“It was me and all the guys.”
That's how longtime Redondo Beach resident Nina Murphy described the Long Beach Grand Prix in the mid-1970s.
When the street race began in 1975, Murphy was the only female photographer covering what was then a Formula 500 race. She also photographed NASCAR and the National Hot Rod Association races.
But when Murphy was behind the lens, gender didn't matter.
“I was neither male or female," she said. "I was a photographer—that defined me.”
As the Acura Grand Prix of Long Beach returns April 12-14 with a new sponsor, Murphy said the location stood out from the pack.
“Long Beach was one of the prettiest tracks because it runs all along the water. Not that the drivers have time to really admire the view, but that makes it nice and the air is cooler ... physically, it was a pleasant track,” recalled Murphy.
The freelance photographer said determining where to position herself for the best photo was a challenge.
“You had to really study the map to figure out, ‘Okay if I stand here: dead solid at me. Queen’s Hairpin is going to be a sweet shot,' and then stay there.’”
Finding the right position was always an issue at racetracks, said Murphy. It was especially challenging, because she could waste precious shooting time lugging around a 25 to 30 pound camera bag.
At the 1976 Grand Prix, for example, she tried to land a spot that positioned her to photograph the cars coming at her head on. But, another photographer would have nothing of it.
“This clown was a shooter, but he had a scout, a spotter and the spotter was about 6 feet 7 inches tall and I’m not,” Murphy said.
Murphy politely asked the male photographer to move and let her share his space. No dice.
"I have a right to be here too," she told him.
"No, we got here first," he replied.
Murphy came back with: "Most people are obliging enough to move a little bit."
The male photographer's retort: "Well not for you."
That incident, fortunately, was the only time in 20 years in the male-dominated field, where Murphy said she was "crowded out."
She learned a lot from that.
“If the old boy’s club is not going to let you in, find a better spot ... and I would,” Murphy said, who added that most male photographers were very friendly, but very territorial.
“This became a test for me to be smarter than they were and find a better spot," she said. "Being a girl was an advantage in that I conned a TV cameraman out of Pomona to let me up on his platform with him.”
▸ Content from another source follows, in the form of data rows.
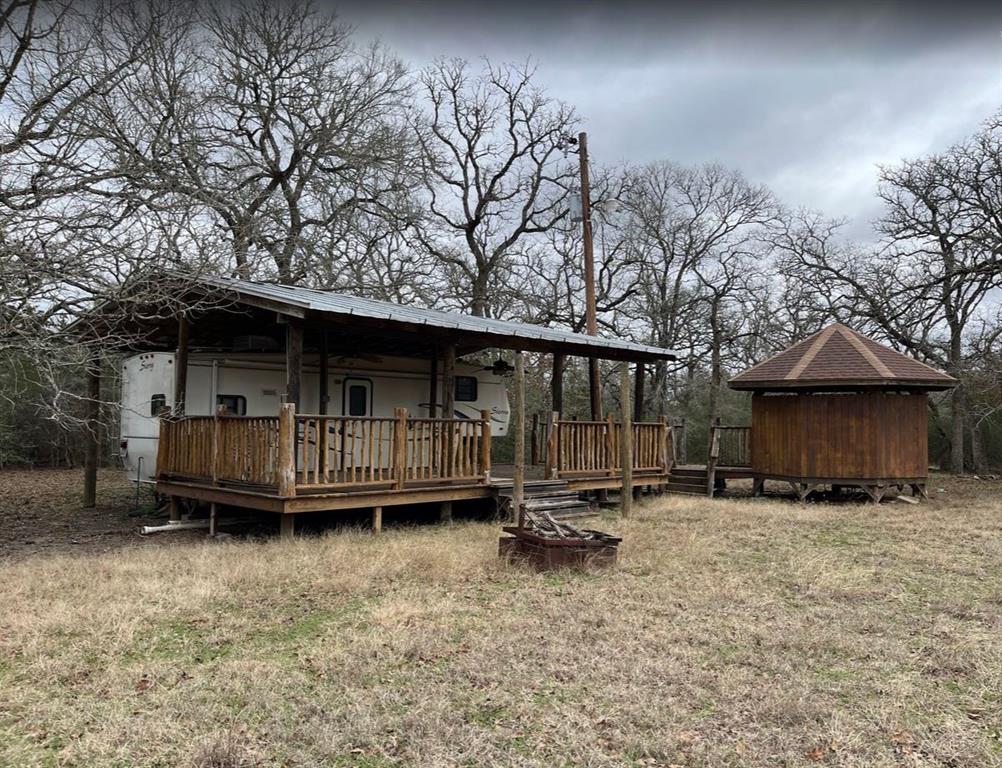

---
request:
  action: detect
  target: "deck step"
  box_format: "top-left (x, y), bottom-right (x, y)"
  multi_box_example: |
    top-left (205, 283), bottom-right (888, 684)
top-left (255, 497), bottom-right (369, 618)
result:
top-left (525, 498), bottom-right (590, 512)
top-left (498, 488), bottom-right (578, 500)
top-left (665, 464), bottom-right (709, 496)
top-left (668, 466), bottom-right (706, 477)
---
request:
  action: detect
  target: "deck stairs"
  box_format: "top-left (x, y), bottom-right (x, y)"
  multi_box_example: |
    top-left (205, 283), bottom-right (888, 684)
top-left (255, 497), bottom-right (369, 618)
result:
top-left (492, 479), bottom-right (598, 521)
top-left (667, 464), bottom-right (707, 496)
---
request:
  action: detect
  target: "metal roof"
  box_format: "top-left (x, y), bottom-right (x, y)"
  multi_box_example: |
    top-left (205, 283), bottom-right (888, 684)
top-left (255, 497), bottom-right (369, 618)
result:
top-left (188, 277), bottom-right (676, 359)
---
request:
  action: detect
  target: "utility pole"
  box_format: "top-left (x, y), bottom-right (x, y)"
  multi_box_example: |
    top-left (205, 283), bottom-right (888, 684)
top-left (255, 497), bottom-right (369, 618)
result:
top-left (577, 131), bottom-right (602, 421)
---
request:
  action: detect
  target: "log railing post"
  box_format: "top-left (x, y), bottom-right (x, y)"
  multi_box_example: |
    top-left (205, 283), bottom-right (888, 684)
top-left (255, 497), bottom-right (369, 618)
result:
top-left (83, 355), bottom-right (101, 509)
top-left (210, 405), bottom-right (226, 485)
top-left (619, 361), bottom-right (633, 517)
top-left (545, 411), bottom-right (560, 480)
top-left (657, 416), bottom-right (672, 474)
top-left (279, 403), bottom-right (296, 496)
top-left (511, 352), bottom-right (525, 514)
top-left (605, 413), bottom-right (617, 477)
top-left (480, 410), bottom-right (491, 482)
top-left (393, 408), bottom-right (407, 490)
top-left (706, 425), bottom-right (720, 498)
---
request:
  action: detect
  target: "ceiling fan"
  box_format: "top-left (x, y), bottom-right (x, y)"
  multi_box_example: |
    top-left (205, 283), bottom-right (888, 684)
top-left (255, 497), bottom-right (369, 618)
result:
top-left (480, 357), bottom-right (515, 376)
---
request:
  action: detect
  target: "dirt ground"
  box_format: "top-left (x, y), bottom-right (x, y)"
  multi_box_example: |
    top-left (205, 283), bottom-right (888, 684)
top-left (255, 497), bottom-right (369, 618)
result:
top-left (0, 469), bottom-right (208, 559)
top-left (0, 471), bottom-right (1002, 768)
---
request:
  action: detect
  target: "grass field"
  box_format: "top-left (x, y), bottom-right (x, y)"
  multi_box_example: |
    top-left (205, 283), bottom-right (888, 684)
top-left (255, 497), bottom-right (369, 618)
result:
top-left (0, 472), bottom-right (1002, 768)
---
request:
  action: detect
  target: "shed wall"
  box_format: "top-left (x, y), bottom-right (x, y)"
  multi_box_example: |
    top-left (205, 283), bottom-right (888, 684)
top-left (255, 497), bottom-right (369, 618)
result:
top-left (752, 392), bottom-right (929, 480)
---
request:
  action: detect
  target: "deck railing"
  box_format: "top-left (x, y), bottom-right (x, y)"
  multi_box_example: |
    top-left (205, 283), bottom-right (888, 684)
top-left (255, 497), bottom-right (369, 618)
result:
top-left (546, 418), bottom-right (671, 478)
top-left (156, 414), bottom-right (279, 485)
top-left (296, 409), bottom-right (491, 488)
top-left (156, 406), bottom-right (491, 495)
top-left (706, 424), bottom-right (752, 498)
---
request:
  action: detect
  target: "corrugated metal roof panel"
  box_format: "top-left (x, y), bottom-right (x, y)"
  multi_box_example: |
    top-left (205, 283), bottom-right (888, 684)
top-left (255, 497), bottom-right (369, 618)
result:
top-left (195, 277), bottom-right (675, 358)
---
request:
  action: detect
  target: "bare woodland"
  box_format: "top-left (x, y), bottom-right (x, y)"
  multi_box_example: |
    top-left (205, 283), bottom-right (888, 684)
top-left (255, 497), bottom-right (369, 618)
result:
top-left (0, 0), bottom-right (1002, 473)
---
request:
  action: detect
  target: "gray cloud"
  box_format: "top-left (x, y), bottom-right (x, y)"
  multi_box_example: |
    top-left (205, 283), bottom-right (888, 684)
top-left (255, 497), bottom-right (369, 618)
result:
top-left (335, 0), bottom-right (1002, 237)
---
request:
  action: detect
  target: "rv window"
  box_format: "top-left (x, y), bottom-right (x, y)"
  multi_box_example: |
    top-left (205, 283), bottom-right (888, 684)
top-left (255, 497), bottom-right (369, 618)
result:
top-left (456, 376), bottom-right (477, 403)
top-left (348, 384), bottom-right (369, 416)
top-left (215, 395), bottom-right (247, 416)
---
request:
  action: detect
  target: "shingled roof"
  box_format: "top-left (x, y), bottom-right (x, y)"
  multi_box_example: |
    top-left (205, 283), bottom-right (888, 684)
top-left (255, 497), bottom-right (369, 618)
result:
top-left (729, 323), bottom-right (957, 391)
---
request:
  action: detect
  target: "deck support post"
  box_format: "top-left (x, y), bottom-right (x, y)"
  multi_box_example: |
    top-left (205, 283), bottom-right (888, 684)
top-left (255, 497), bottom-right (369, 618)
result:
top-left (543, 411), bottom-right (560, 480)
top-left (392, 408), bottom-right (407, 490)
top-left (428, 350), bottom-right (438, 419)
top-left (633, 363), bottom-right (645, 421)
top-left (279, 403), bottom-right (296, 497)
top-left (174, 313), bottom-right (189, 416)
top-left (442, 344), bottom-right (456, 477)
top-left (442, 344), bottom-right (456, 419)
top-left (317, 328), bottom-right (331, 416)
top-left (286, 320), bottom-right (303, 408)
top-left (550, 352), bottom-right (567, 413)
top-left (83, 355), bottom-right (101, 509)
top-left (511, 351), bottom-right (525, 515)
top-left (619, 360), bottom-right (633, 517)
top-left (480, 410), bottom-right (491, 482)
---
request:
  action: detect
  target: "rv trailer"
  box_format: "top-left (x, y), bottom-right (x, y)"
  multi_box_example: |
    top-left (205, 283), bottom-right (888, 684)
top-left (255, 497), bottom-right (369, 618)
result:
top-left (120, 352), bottom-right (509, 477)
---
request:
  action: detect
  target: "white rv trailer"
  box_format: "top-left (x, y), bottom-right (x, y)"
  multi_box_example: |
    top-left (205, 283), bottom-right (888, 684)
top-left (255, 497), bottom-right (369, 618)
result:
top-left (120, 352), bottom-right (509, 477)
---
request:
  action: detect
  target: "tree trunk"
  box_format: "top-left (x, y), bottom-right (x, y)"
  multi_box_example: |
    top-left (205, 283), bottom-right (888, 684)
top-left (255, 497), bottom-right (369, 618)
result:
top-left (950, 385), bottom-right (964, 474)
top-left (971, 423), bottom-right (989, 475)
top-left (707, 299), bottom-right (722, 426)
Murphy didn't have many interactions with the drivers, but one in particular she'll never forget.
“I’m walking to the pit in Long Beach and here comes Emerson Fittipaldi walking toward me,” she said. “He saw clearly, I’m a photographer, press pass, camera bag. He stopped dead and he gave me the nicest smile ... ever since that minute I have been an Emmo fan, big time.”
Career in photography
Most of Murphy's career in photography was in the 1970s when she was also a regular working at the Manhattan Beach Open tennis tournament when legends such as Long Beach-native Billie Jean King ruled the courts.
Murphy had been interested in photography and was enchanted with Polaroids when its popularity swept in the country in the 1970s.
“Then I got a French boyfriend who was over here shooting for a motorcycle magazine over there,” Murphy said. “He didn’t have a car, I did. He was too cheap to rent one, so I saw a lot of motorcycle races that summer. It was intriguing.”
After the boyfriend left for Brazil, she attended a race at Laguna Seca in Salinas and became intrigued by motorcycle racing. It was there she realized she could pursue photography as a profession.
Murphy married in the early 1980s and transitioned to writing when she discovered she could make more money writing a caption and a story.
“I'm a mercenary, I make no bones about it,” she said.
She has since published three books, including her latest, a book featuring a collection of her blogs. “And The Best Blog Is: Word of Mouth,” which is available on Amazon.com. She is currently working on her fourth book, “All My Rowdy Friends.”